Ticks season is coming: They’ll bug you this spring

The Upshot

View photo

.
Because of the extra-mild winter this year, the early spring could bring an unwelcome guest: the tick. Be warned: The warmer weather is good news for people and pets who want to be outside, but beware of an uptick of the hard-to-detect pest.

The basic reason is that the eggs will hatch sooner. "Eggs are already in the ground, but this is the time that they will be coming out in great numbers," said Pollie Rueda, an entomologist stationed at the Smithsonian and Walter Reed Army institute of Research. He noted that the normal tick season is from May through August, but with the 70-degree temperatures in some places, the ticks may get a jump on the season.

Ticks that are already out and about are the visible adult, sesame-sized ones, noted Kristen Nordlund of the Centers for Disease Control and Prevention.

Think of these little buggers as the arachnid form of vampires. They hang out in blades of grass for a host to come along -- a mouse, a dog, or a human -- to attach themselves and feed off your blood over days, or until discovered, and they often leave disease behind -- sometimes multiple illnesses.

The big concern for humans, according to the CDC, is that most tick infections occur during the "nymph" stage. Those recently hatched ticks are the size of the period at the end of this sentence, and they have four sets of legs and the ability to suck your blood. Because they are essentially invisible, preying on a host can easily go undetected.
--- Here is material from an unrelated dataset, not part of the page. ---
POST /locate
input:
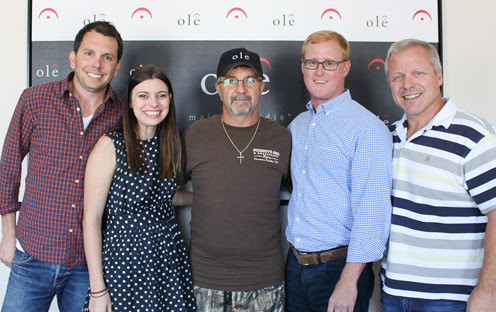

In most cases, the tick must be attached for 36-48 hours or more before the Lyme disease bacterium can be transmitted. Infections from ticks, such as Lyme disease (plus babesiosis, Rocky Mountain spotted fever, and anaplasmosisis), are on the rise and are difficult to diagnose. The symptoms are awful: from headaches to long-term joint pain and even heart problems.

Since 1992, the cases of Lyme disease have doubled, according to the CDC, and more than 21,000 cases are reported every year.

The CDC is conducting tests on actual households to confirm if spraying a pesticide in the backyard helps to reduce the incidence of human disease. Check its website for good information on preventive measures.